Когда полночь взорвалась криками «ура!», ревом клаксонов, гудением дудок и победными возгласами, вся эта праздничная вакханалия донеслась сюда, за закрытые окна, лишь слабым отголоском, а жизнь здесь шла своим чередом, издавая тихие звуки – слабый шорох проклюнувшихся птенцов.

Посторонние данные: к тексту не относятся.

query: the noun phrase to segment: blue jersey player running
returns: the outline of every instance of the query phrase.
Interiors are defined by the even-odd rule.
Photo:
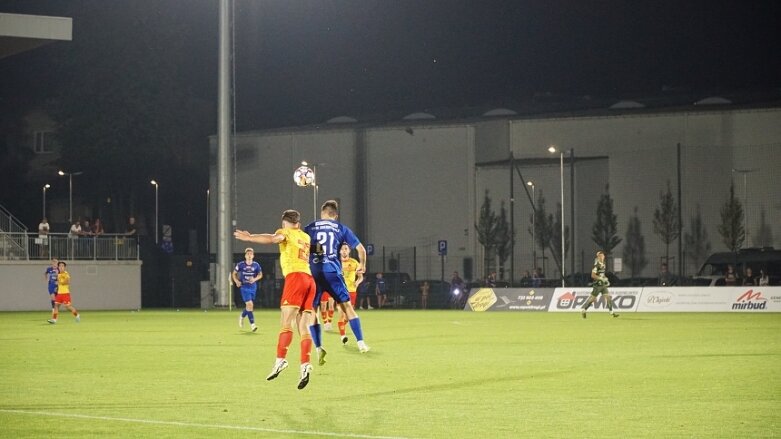
[[[60,270],[57,269],[57,259],[52,259],[52,264],[46,267],[46,273],[44,277],[49,283],[49,298],[52,301],[52,309],[54,309],[54,298],[57,296],[57,275],[60,274]]]
[[[358,251],[358,273],[363,273],[366,269],[366,249],[355,236],[349,227],[337,221],[339,218],[339,204],[334,200],[328,200],[323,203],[320,209],[320,220],[310,223],[304,228],[304,231],[312,238],[312,251],[309,252],[309,267],[312,270],[312,277],[315,278],[317,293],[315,294],[314,306],[320,304],[320,296],[323,291],[333,297],[339,308],[342,310],[347,321],[350,324],[355,338],[358,341],[358,350],[361,353],[369,352],[369,346],[363,341],[363,331],[361,330],[361,320],[355,312],[352,303],[350,303],[350,294],[347,291],[347,285],[344,283],[342,275],[342,261],[339,255],[339,248],[343,243]],[[315,322],[309,327],[312,334],[312,340],[317,348],[317,359],[320,365],[325,364],[325,349],[322,346],[322,329],[320,324]]]
[[[244,260],[236,264],[231,273],[233,282],[241,289],[241,300],[244,301],[244,311],[239,316],[239,328],[244,327],[244,317],[249,317],[252,332],[258,330],[255,326],[255,294],[258,292],[258,281],[263,278],[260,264],[255,262],[255,251],[251,247],[244,250]]]

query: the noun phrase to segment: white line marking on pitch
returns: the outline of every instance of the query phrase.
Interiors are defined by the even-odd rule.
[[[225,429],[225,430],[262,431],[266,433],[280,433],[280,434],[305,434],[309,436],[354,437],[354,438],[363,438],[363,439],[409,439],[402,436],[373,436],[370,434],[331,433],[327,431],[304,431],[304,430],[288,430],[288,429],[282,430],[276,428],[263,428],[263,427],[242,427],[240,425],[199,424],[199,423],[178,422],[178,421],[156,421],[153,419],[114,418],[110,416],[90,416],[90,415],[80,415],[80,414],[70,414],[70,413],[36,412],[31,410],[0,409],[0,413],[41,415],[47,417],[56,416],[60,418],[72,418],[72,419],[94,419],[99,421],[135,422],[137,424],[173,425],[177,427],[200,427],[200,428],[215,428],[215,429]]]

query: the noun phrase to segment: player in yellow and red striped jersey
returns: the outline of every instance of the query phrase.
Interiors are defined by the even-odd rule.
[[[251,234],[245,230],[236,230],[233,237],[258,244],[279,244],[279,264],[285,276],[279,305],[282,312],[282,329],[277,341],[277,359],[266,379],[275,379],[287,368],[285,357],[293,341],[293,323],[297,321],[298,333],[301,336],[301,380],[298,382],[298,388],[303,389],[309,383],[309,375],[312,373],[312,336],[309,326],[315,320],[312,304],[316,287],[309,269],[311,238],[301,230],[301,214],[295,210],[286,210],[282,214],[282,228],[273,234]]]
[[[358,297],[358,285],[363,282],[363,273],[358,273],[358,261],[350,257],[350,246],[346,243],[339,247],[339,256],[342,261],[344,283],[347,285],[347,292],[350,294],[350,303],[354,307]],[[342,337],[342,344],[347,344],[347,315],[341,314],[337,326],[339,327],[339,335]]]

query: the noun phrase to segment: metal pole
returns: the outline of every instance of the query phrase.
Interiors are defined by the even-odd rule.
[[[569,272],[575,274],[575,148],[569,150],[569,231],[572,233],[572,237],[569,240],[570,247],[570,270]],[[574,279],[574,278],[573,278]]]
[[[46,186],[43,187],[43,216],[41,218],[46,218]]]
[[[564,151],[559,153],[561,175],[561,287],[564,288]]]
[[[218,142],[217,142],[217,297],[219,305],[231,302],[229,273],[232,256],[231,224],[231,174],[230,165],[230,121],[231,121],[231,75],[230,75],[230,0],[220,0],[219,6],[219,67],[218,67]]]
[[[532,270],[537,269],[537,206],[535,205],[537,198],[534,195],[534,187],[532,184],[532,259],[534,259]]]
[[[73,224],[73,174],[68,174],[68,222]]]
[[[748,241],[748,192],[746,191],[746,174],[748,174],[748,172],[743,173],[743,230],[746,233],[746,241]],[[748,246],[748,242],[746,242],[746,246]]]
[[[158,203],[157,203],[157,192],[160,189],[160,184],[155,183],[155,244],[159,244],[159,241],[157,239],[157,234],[160,231],[160,224],[158,223],[159,220],[159,210],[158,210]]]
[[[510,153],[510,286],[515,284],[515,185],[513,167],[515,159]]]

Около часа, очнувшись и осознав мое присутствие, Мими прошептала:
– Что ты здесь делаешь?
– Просто мне некуда больше идти.
По детскому плачу она поняла, где находится, и загрустила. Из обращенных ко мне слов стало ясно, что она еще не знает, чем обернется ее поступок – победой или поражением, чего больше в сделанном ею выборе – силы или слабости. И она ли обвела судьбу вокруг пальца или судьба подставила ей подножку. Растерянность ее была естественна, особенно сейчас, под звуки детского плача и почмокивания, в суете хлопотливого и неусыпного материнского бдения.
– Так или иначе, думаю, ты попала в хорошие руки, – сказал я.

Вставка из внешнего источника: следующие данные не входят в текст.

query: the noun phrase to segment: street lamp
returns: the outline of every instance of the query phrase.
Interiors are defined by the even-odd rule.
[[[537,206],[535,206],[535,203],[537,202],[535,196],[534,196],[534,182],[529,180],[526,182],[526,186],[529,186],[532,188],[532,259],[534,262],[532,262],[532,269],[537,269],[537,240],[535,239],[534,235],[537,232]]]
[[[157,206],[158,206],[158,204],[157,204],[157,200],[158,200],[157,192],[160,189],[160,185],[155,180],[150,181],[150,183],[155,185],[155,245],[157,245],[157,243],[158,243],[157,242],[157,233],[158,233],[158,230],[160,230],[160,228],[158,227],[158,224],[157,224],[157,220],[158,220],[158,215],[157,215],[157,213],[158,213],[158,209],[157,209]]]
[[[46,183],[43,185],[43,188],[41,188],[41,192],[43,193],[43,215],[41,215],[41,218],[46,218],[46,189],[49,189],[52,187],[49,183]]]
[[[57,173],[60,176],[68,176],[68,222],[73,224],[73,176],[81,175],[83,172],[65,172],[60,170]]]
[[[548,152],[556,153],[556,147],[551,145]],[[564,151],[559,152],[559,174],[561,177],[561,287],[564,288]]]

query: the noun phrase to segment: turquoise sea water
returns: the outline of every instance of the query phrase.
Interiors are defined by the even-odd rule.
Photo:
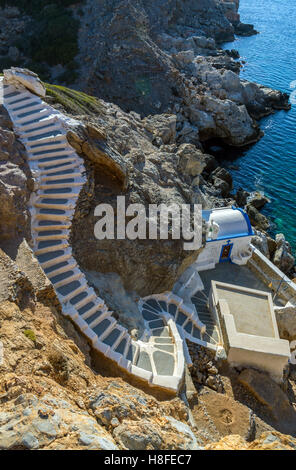
[[[291,94],[296,80],[296,1],[241,0],[241,21],[260,34],[224,45],[238,49],[246,65],[241,77]],[[235,160],[234,186],[264,191],[271,199],[263,213],[272,232],[283,232],[296,252],[296,91],[291,111],[260,121],[264,137]],[[227,166],[227,163],[226,163]],[[228,164],[229,166],[229,164]],[[231,165],[230,165],[231,167]]]

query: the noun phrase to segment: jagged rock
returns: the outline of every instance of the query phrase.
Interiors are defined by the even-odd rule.
[[[252,24],[239,22],[235,26],[235,34],[239,36],[253,36],[254,34],[258,34],[258,31],[256,31]]]
[[[0,449],[65,448],[117,450],[112,436],[91,416],[50,394],[19,395],[0,413]]]
[[[263,230],[263,231],[268,230],[270,223],[267,217],[265,217],[265,215],[260,214],[260,212],[254,206],[250,204],[246,205],[246,211],[250,218],[251,224],[255,228],[257,228],[258,230]]]
[[[243,188],[239,188],[235,195],[236,203],[239,207],[245,207],[250,193],[245,191]]]
[[[295,264],[295,258],[291,253],[291,246],[282,233],[276,235],[276,250],[273,263],[285,274],[289,273]]]
[[[203,172],[206,163],[205,155],[192,144],[183,144],[179,147],[177,155],[179,157],[178,169],[189,176],[198,176]]]
[[[67,138],[79,154],[85,155],[98,169],[111,178],[119,180],[123,187],[127,185],[127,167],[118,152],[114,151],[107,143],[102,130],[95,125],[86,125],[83,129],[73,130],[67,133]]]
[[[154,137],[160,137],[163,144],[173,144],[176,139],[176,116],[174,114],[155,114],[143,120],[145,129]]]
[[[211,173],[211,180],[214,187],[221,192],[222,197],[228,196],[232,189],[232,176],[225,168],[216,168]]]
[[[45,86],[39,79],[38,75],[30,70],[11,67],[8,70],[4,70],[3,74],[4,80],[6,80],[7,83],[11,83],[16,86],[24,86],[32,93],[42,97],[46,95]]]
[[[258,248],[264,256],[270,259],[269,245],[267,236],[260,232],[259,230],[255,231],[255,236],[252,238],[252,244]]]
[[[251,193],[248,197],[248,203],[258,210],[262,209],[268,202],[270,202],[270,199],[259,191]]]
[[[276,308],[275,314],[280,338],[287,339],[289,342],[295,340],[296,308],[292,306]]]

Я вышел поразмяться и походил по отделению, наблюдая через стекло младенческие лица, а потом, поскольку мне никто не мешал и не останавливал – сестры, по-видимому, урвав минутку-другую для праздничного застолья, встречали Новый год, – никем не замеченный, проник туда, где принимали роды и за стеклянными дверями отдельных клетушек лежали женщины в невыносимых мучениях: громадные животы, раздираемые схватками, лица, искаженные страданием. Особенно врезалось в память одно лицо – оно морщилось, собираясь в складки, а из раскрытого рта несся крик, громкий и протяжный: женщина на все лады честила и проклинала мужа за его похоть и то наслаждение, что привело ее на эту койку. Были и другие страдалицы, безудержно, бесстыдно вопившие, взывавшие ко всем святым и родной мамочке, судорожно цеплявшиеся за прутья кровати, рыдавшие или, наоборот, оцепенелые, с вытаращенными от ужаса глазами. Все это так меня поразило, что, когда ко мне подскочила сестра с вопросами, кто я и зачем явился, я не нашелся с ответом. И тут, совсем рядом, из шахты ближайшего лифта, донеслись крики.

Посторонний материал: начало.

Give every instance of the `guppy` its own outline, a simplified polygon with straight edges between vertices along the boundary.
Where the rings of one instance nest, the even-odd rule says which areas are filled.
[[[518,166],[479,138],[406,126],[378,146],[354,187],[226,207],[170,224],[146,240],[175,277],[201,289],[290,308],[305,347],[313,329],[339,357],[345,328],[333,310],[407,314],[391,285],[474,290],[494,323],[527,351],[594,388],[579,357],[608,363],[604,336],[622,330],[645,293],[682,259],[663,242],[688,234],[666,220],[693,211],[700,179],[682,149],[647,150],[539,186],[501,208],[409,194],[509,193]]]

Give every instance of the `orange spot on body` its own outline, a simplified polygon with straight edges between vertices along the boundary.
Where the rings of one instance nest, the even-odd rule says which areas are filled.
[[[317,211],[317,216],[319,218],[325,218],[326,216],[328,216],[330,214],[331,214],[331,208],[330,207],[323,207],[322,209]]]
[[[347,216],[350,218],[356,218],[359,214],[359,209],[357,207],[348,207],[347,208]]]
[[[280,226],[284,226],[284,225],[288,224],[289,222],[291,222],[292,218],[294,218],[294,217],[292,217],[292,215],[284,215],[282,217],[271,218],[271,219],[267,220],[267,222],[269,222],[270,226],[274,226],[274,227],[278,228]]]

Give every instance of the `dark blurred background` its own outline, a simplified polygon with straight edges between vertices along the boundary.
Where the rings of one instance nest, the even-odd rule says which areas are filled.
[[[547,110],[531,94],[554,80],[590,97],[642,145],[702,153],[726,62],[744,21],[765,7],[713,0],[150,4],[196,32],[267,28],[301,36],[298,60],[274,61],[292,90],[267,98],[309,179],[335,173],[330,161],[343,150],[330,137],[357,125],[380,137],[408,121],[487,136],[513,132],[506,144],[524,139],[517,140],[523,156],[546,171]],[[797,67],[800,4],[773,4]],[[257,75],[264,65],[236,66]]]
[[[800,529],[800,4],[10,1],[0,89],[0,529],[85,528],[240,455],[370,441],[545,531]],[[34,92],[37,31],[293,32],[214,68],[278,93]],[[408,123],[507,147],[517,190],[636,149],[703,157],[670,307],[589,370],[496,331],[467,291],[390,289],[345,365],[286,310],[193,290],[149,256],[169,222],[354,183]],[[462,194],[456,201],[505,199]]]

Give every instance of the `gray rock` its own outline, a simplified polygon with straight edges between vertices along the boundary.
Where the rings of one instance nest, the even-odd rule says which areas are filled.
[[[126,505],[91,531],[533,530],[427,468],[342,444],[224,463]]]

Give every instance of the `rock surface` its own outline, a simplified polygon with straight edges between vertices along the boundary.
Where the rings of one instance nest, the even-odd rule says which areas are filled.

Я стал ждать, когда он поднимется, считая цифры этажей, мелькавшие на стеклянной панели. Двери раскрылись, и передо мной возникла женщина на каталке с крохотным ребенком, родившимся либо по дороге в больницу – в такси или тюремном фургоне, – либо уже тут, в вестибюле; младенец был еще в крови и орал, надувая жилы, выгибая грудь и плечи; лысый, красный, он пачкал женщину своей кровью, а она, совершенно измученная, истощившая последние силы и нервы, тоже в голос рыдала, испуганно тараща глаза, как и ребенок, сжимавший руки в кулачки. Они казались символом извечной вражды, эти двое, приговоренные к противоборству. Каталку выкатили из лифта, она проехала совсем близко, чуть не сбив меня с ног, и плечо женщины мазнуло меня по руке.